If you're using Beethoven as a standard of comparison, don't be surprised if every other composer who ever lived comes up somewhat short. Of course, that would limit the number of truly great composers in history to exactly one, which is a reductio ad absurdum of using Beethoven as your standard-bearer.
In favour of Tchaikovsky, can you name any other composer who has contributed so much in so many different areas?
Tchaikovsky is, in many people's opinion, the greatest composer of ballet. Stravinsky is his only serious rival, in my opinion. On the other hand, Tchaikovsky also contributed superb examples of the following genres:
Operas - certainly Eugene Onegin and The Queen of Spades, but Mazeppa and the opera about the Czarina's slippers (the title escapes me) are all wonderful.
Symphonies - certainly the last three, but all of them except #2 are very good pieces.
Concertos - the First Piano Concerto and the Violin Concerto are war-horses in the best sense of the term.

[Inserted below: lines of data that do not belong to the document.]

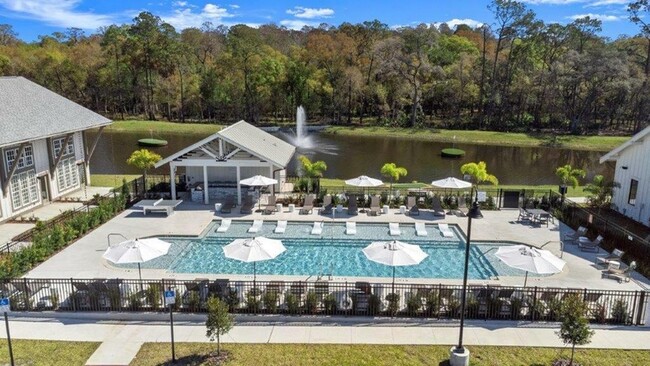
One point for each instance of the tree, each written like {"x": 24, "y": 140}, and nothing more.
{"x": 219, "y": 321}
{"x": 569, "y": 176}
{"x": 143, "y": 159}
{"x": 575, "y": 326}
{"x": 394, "y": 172}
{"x": 311, "y": 169}
{"x": 478, "y": 172}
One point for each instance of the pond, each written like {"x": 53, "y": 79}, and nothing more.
{"x": 350, "y": 156}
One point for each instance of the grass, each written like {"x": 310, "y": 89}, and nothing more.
{"x": 312, "y": 354}
{"x": 597, "y": 143}
{"x": 38, "y": 352}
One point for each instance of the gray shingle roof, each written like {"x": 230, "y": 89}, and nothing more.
{"x": 29, "y": 111}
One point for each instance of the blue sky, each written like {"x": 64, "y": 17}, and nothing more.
{"x": 31, "y": 18}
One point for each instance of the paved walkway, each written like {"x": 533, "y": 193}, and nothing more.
{"x": 121, "y": 340}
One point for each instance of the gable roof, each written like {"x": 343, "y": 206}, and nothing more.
{"x": 614, "y": 154}
{"x": 29, "y": 111}
{"x": 248, "y": 138}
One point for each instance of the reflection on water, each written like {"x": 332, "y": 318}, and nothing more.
{"x": 350, "y": 156}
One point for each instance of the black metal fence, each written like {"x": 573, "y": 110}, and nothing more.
{"x": 325, "y": 298}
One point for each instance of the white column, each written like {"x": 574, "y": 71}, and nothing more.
{"x": 206, "y": 194}
{"x": 172, "y": 179}
{"x": 238, "y": 186}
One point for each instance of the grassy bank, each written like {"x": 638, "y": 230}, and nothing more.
{"x": 312, "y": 354}
{"x": 597, "y": 143}
{"x": 37, "y": 352}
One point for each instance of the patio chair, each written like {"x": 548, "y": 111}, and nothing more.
{"x": 352, "y": 205}
{"x": 615, "y": 256}
{"x": 350, "y": 228}
{"x": 587, "y": 245}
{"x": 270, "y": 206}
{"x": 412, "y": 206}
{"x": 224, "y": 226}
{"x": 257, "y": 225}
{"x": 445, "y": 231}
{"x": 281, "y": 227}
{"x": 420, "y": 229}
{"x": 436, "y": 207}
{"x": 308, "y": 206}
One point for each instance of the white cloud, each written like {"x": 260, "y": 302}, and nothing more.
{"x": 601, "y": 17}
{"x": 310, "y": 13}
{"x": 61, "y": 13}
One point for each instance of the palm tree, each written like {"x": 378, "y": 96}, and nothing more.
{"x": 394, "y": 172}
{"x": 311, "y": 169}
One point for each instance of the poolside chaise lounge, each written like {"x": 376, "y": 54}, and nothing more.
{"x": 412, "y": 206}
{"x": 351, "y": 228}
{"x": 224, "y": 226}
{"x": 257, "y": 225}
{"x": 393, "y": 227}
{"x": 420, "y": 229}
{"x": 317, "y": 229}
{"x": 281, "y": 227}
{"x": 445, "y": 230}
{"x": 587, "y": 245}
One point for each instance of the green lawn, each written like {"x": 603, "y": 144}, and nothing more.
{"x": 598, "y": 143}
{"x": 356, "y": 355}
{"x": 37, "y": 352}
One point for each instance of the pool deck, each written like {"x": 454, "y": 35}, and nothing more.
{"x": 83, "y": 258}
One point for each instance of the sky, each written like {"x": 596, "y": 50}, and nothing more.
{"x": 31, "y": 18}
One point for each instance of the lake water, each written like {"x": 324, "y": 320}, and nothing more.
{"x": 348, "y": 157}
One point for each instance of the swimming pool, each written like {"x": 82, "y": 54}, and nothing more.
{"x": 333, "y": 253}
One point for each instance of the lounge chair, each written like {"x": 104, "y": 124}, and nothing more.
{"x": 281, "y": 227}
{"x": 436, "y": 206}
{"x": 270, "y": 206}
{"x": 620, "y": 273}
{"x": 352, "y": 205}
{"x": 224, "y": 226}
{"x": 445, "y": 231}
{"x": 374, "y": 206}
{"x": 257, "y": 225}
{"x": 573, "y": 237}
{"x": 420, "y": 229}
{"x": 318, "y": 228}
{"x": 351, "y": 228}
{"x": 308, "y": 206}
{"x": 394, "y": 229}
{"x": 587, "y": 245}
{"x": 412, "y": 206}
{"x": 615, "y": 256}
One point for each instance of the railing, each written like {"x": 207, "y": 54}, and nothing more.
{"x": 325, "y": 298}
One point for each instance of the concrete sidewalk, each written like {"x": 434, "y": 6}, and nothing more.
{"x": 121, "y": 340}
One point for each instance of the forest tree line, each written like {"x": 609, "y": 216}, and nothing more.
{"x": 516, "y": 74}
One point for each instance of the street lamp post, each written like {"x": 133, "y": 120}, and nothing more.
{"x": 459, "y": 355}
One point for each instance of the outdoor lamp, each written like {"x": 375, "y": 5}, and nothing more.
{"x": 459, "y": 355}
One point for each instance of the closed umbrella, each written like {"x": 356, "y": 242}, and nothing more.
{"x": 530, "y": 259}
{"x": 364, "y": 181}
{"x": 394, "y": 253}
{"x": 254, "y": 250}
{"x": 258, "y": 181}
{"x": 136, "y": 251}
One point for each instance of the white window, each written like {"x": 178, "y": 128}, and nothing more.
{"x": 67, "y": 174}
{"x": 26, "y": 160}
{"x": 24, "y": 189}
{"x": 58, "y": 143}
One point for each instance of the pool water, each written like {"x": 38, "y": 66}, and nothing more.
{"x": 333, "y": 253}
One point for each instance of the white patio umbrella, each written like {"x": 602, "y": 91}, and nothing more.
{"x": 394, "y": 253}
{"x": 136, "y": 251}
{"x": 254, "y": 250}
{"x": 364, "y": 181}
{"x": 258, "y": 181}
{"x": 530, "y": 259}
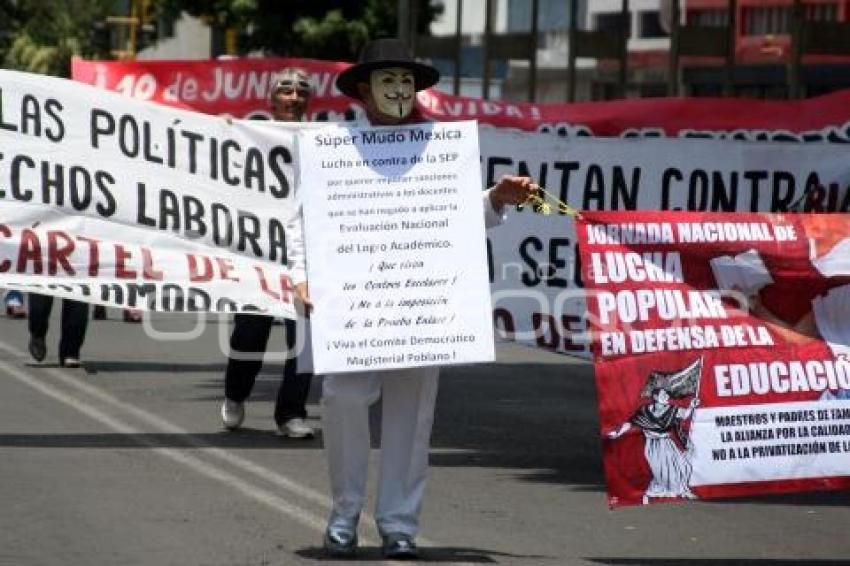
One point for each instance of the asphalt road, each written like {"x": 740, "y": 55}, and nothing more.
{"x": 124, "y": 462}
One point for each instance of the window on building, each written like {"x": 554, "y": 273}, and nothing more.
{"x": 822, "y": 12}
{"x": 764, "y": 20}
{"x": 649, "y": 25}
{"x": 607, "y": 21}
{"x": 713, "y": 18}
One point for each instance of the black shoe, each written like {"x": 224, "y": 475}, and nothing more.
{"x": 399, "y": 546}
{"x": 340, "y": 540}
{"x": 37, "y": 348}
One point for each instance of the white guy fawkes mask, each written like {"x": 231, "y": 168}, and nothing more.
{"x": 392, "y": 90}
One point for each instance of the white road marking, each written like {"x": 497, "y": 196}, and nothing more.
{"x": 181, "y": 456}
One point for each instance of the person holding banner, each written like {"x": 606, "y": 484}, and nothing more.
{"x": 385, "y": 81}
{"x": 289, "y": 98}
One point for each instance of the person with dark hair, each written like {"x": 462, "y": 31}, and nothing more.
{"x": 385, "y": 81}
{"x": 289, "y": 98}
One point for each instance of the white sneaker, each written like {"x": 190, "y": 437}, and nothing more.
{"x": 232, "y": 414}
{"x": 295, "y": 428}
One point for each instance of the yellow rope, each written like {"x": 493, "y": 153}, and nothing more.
{"x": 542, "y": 207}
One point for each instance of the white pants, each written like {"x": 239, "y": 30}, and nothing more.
{"x": 408, "y": 413}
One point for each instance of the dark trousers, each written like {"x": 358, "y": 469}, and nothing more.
{"x": 75, "y": 319}
{"x": 251, "y": 335}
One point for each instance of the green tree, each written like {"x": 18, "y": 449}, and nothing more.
{"x": 41, "y": 37}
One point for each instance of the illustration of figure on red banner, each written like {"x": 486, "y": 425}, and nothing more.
{"x": 667, "y": 445}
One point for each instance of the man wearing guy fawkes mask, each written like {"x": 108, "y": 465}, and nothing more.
{"x": 385, "y": 81}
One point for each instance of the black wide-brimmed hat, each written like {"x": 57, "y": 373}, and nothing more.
{"x": 382, "y": 54}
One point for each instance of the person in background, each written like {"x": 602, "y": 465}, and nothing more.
{"x": 75, "y": 318}
{"x": 385, "y": 80}
{"x": 289, "y": 98}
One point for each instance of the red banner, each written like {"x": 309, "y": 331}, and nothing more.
{"x": 241, "y": 87}
{"x": 721, "y": 347}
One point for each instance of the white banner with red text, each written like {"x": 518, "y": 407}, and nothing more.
{"x": 131, "y": 204}
{"x": 721, "y": 350}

Other orchestral music - Romeo and Juliet, Francesca da Rimini, Hamlet, Capriccio Italien, the Orchestral Suites...
Chamber Music - the first string quartet, the aforementioned Piano Trio, the Souvenir de Florence...
I'm omitting his solo piano music and his songs, mostly because I haven't heard a quarter of them, and though worthwhile, he was no Chopin or Schubert.